OKLAHOMA CITY (AP) _ Only a simple majority of the Oklahoma Legislature is needed to approve a bill that would allow a statewide vote on a lottery, officials have learned.
Previous statements by Gov. Brad Henry's office and legislative leaders have centered around whether a two-thirds, or super-majority, of legislators would be needed to pass House Bill 1278 and send it to voters.
Oklahoma Attorney General Opinion No. 73-183 states that a simple majority will suffice because the question would not modify the state Constitution.
``The only place a two-thirds vote is required is under Article 14 of the Oklahoma Constitution when the Legislature proposes an amendment to the Constitution,'' the opinion reads.

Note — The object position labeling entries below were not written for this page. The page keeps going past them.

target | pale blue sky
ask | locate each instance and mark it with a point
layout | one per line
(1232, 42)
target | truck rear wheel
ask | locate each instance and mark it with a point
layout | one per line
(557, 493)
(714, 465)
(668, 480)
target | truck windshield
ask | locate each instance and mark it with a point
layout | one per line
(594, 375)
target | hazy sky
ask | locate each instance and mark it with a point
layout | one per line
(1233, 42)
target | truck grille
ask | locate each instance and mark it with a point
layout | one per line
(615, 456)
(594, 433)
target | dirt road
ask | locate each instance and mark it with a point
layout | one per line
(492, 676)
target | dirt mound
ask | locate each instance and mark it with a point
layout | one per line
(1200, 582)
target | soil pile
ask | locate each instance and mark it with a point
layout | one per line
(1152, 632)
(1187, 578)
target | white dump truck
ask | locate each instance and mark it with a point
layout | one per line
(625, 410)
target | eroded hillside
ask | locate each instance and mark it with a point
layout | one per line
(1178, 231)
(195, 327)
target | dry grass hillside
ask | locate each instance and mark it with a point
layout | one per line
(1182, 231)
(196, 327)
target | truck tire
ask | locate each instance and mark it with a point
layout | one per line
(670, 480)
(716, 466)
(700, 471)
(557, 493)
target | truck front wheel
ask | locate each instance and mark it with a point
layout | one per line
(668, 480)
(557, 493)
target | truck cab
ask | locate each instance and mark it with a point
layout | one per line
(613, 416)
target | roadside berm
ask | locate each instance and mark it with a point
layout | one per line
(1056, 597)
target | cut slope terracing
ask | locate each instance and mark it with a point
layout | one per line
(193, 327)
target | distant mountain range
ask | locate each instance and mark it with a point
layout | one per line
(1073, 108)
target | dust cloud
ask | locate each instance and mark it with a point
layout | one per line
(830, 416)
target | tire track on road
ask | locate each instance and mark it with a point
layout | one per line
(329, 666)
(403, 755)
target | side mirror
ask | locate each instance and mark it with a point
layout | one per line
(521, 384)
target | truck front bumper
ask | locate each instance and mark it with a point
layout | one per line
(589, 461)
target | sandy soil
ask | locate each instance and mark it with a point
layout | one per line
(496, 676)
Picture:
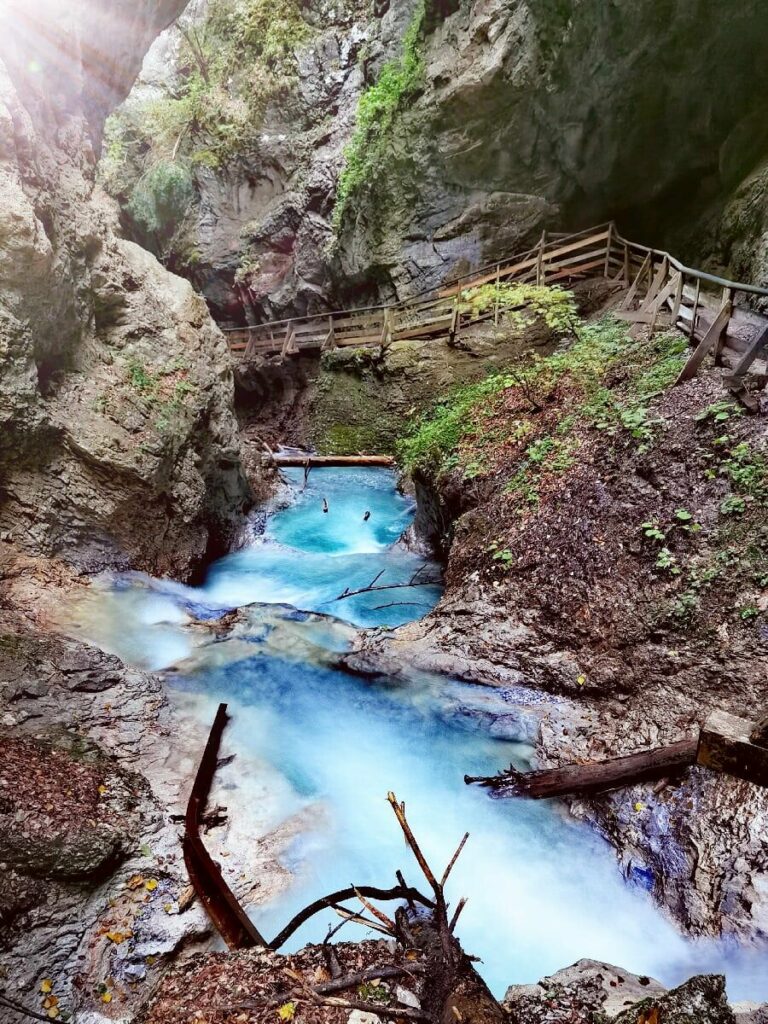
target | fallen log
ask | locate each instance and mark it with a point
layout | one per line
(311, 461)
(594, 776)
(219, 901)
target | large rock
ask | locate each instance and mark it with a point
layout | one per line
(118, 441)
(595, 993)
(529, 115)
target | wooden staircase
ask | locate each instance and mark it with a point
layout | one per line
(659, 292)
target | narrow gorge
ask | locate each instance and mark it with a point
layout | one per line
(517, 253)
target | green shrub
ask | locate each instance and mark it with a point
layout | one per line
(161, 198)
(523, 303)
(377, 112)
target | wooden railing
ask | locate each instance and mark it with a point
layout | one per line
(660, 291)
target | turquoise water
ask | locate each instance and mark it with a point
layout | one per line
(543, 891)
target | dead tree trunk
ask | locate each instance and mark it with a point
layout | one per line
(594, 776)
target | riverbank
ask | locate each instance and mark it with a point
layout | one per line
(605, 543)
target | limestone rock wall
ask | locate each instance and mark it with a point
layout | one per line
(528, 116)
(118, 441)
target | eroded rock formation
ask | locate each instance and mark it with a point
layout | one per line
(118, 438)
(520, 116)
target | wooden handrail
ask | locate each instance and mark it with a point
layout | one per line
(658, 288)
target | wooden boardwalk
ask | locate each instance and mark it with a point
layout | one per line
(659, 292)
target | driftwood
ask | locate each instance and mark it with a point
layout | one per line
(759, 734)
(375, 586)
(221, 905)
(594, 776)
(453, 991)
(304, 461)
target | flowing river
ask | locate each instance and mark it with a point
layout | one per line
(543, 891)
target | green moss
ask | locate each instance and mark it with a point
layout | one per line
(342, 438)
(523, 303)
(437, 434)
(377, 114)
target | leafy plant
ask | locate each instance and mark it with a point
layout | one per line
(523, 303)
(667, 561)
(377, 113)
(652, 531)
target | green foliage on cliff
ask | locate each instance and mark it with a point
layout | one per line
(161, 197)
(229, 67)
(523, 303)
(377, 114)
(605, 381)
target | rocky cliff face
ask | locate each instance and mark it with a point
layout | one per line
(118, 441)
(511, 118)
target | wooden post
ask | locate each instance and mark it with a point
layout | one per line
(655, 286)
(711, 338)
(720, 343)
(678, 299)
(386, 331)
(287, 340)
(694, 311)
(540, 260)
(608, 243)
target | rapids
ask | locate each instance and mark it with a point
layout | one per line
(543, 891)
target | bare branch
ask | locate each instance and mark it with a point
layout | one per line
(379, 914)
(459, 907)
(453, 860)
(327, 902)
(399, 812)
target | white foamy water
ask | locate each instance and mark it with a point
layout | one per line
(543, 891)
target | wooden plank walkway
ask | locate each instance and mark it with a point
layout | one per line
(659, 292)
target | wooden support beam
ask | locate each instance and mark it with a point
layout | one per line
(540, 279)
(760, 342)
(632, 294)
(670, 288)
(726, 745)
(608, 243)
(596, 776)
(710, 339)
(330, 460)
(655, 286)
(720, 342)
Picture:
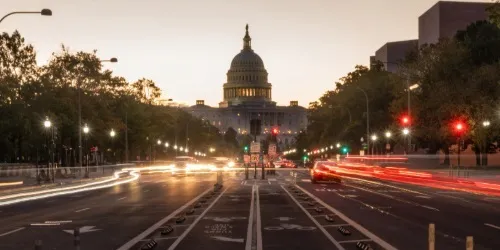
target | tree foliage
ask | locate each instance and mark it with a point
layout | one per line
(29, 94)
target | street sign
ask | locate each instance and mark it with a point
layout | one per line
(255, 147)
(254, 158)
(272, 149)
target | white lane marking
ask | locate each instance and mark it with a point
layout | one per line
(248, 245)
(158, 224)
(11, 232)
(363, 230)
(328, 235)
(259, 222)
(222, 238)
(81, 210)
(336, 225)
(431, 208)
(352, 241)
(486, 224)
(423, 196)
(185, 233)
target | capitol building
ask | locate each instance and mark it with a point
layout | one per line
(248, 95)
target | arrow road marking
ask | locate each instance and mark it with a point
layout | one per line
(486, 224)
(13, 231)
(284, 218)
(84, 229)
(222, 238)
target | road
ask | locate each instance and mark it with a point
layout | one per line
(277, 213)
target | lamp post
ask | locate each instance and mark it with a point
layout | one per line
(367, 119)
(48, 125)
(80, 154)
(112, 134)
(43, 12)
(374, 139)
(86, 131)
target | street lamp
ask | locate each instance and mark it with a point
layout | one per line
(43, 12)
(86, 132)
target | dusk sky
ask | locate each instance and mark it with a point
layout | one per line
(186, 46)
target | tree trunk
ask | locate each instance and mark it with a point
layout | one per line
(484, 155)
(446, 151)
(477, 152)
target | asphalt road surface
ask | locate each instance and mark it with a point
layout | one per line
(166, 212)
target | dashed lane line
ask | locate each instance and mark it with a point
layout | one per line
(81, 210)
(486, 224)
(363, 230)
(158, 224)
(328, 235)
(11, 232)
(186, 232)
(248, 245)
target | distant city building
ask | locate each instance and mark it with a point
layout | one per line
(171, 103)
(444, 19)
(248, 95)
(392, 53)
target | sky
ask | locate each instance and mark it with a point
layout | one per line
(186, 46)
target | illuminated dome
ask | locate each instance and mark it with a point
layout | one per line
(247, 77)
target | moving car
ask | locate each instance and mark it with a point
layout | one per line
(181, 165)
(325, 171)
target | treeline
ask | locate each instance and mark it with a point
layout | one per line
(31, 94)
(455, 80)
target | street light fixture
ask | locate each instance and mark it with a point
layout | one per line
(43, 12)
(388, 134)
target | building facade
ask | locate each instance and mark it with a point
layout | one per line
(392, 53)
(247, 95)
(444, 19)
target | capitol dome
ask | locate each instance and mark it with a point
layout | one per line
(247, 77)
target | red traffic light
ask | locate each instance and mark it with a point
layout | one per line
(459, 127)
(275, 131)
(405, 120)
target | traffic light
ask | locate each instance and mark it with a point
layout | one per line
(345, 150)
(459, 128)
(405, 120)
(275, 131)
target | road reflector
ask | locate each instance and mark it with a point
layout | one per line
(150, 245)
(180, 219)
(190, 211)
(344, 231)
(363, 246)
(166, 230)
(329, 217)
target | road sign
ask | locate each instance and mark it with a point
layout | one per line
(254, 158)
(255, 147)
(272, 149)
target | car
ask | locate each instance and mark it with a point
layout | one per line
(324, 171)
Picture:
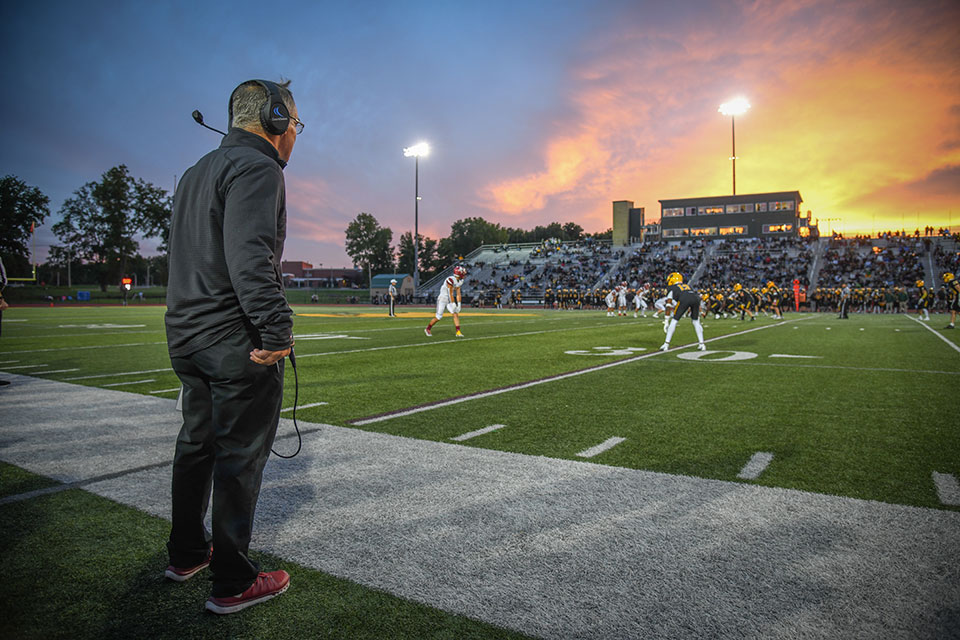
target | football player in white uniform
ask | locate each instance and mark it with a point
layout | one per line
(622, 299)
(611, 302)
(640, 301)
(392, 292)
(449, 291)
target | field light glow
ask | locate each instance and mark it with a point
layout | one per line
(420, 150)
(735, 107)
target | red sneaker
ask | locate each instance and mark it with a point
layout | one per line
(179, 574)
(267, 586)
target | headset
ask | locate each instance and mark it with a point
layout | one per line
(274, 117)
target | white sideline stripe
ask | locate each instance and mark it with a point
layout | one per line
(432, 342)
(948, 489)
(478, 432)
(304, 406)
(817, 366)
(936, 333)
(562, 376)
(609, 443)
(120, 384)
(98, 346)
(114, 375)
(787, 355)
(758, 462)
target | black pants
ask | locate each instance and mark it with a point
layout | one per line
(231, 409)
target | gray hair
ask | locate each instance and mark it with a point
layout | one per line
(248, 100)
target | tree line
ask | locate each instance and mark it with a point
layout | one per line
(98, 230)
(370, 247)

The way the measure is written, Henry could choose an election date, said Larry Warden, the House's chief clerk. The proposed bill also could be amended to include a date from the Legislature, Warden said Tuesday.
Rep. Clay Pope, who is chairman of the House Revenue and Taxation Committee, said he found out the bill would not need a super-majority to call a quick election as he researched it and other proposals for committee hearings.
``I am looking at the ... bill right now the same way I am looking at all the other revenue-raising bills we have before the committee,'' Pope, D-Loyal, said. ``Is it something that is good public policy? Something that has a chance of passing?
``Clearly, with it only needing a simple majority, yeah, it has a fighting chance, and I think that is probably one of the things that must be considered.''
Other measures Pope has before his committee include one that would raise excise taxes on cigarettes and another that would increase gasoline and diesel taxes.
Those likely would require three-quarter majority votes in the House and the Senate to be enacted without a statewide vote of the people.
Oklahomans created that requirement with their approval of State Question 640, a constitutional change making it more difficult to increase taxes.
Paul Sund, Henry's director of communications, said the governor continues contemplating whether a constitutional change might be needed to make the lottery he envisions a reality.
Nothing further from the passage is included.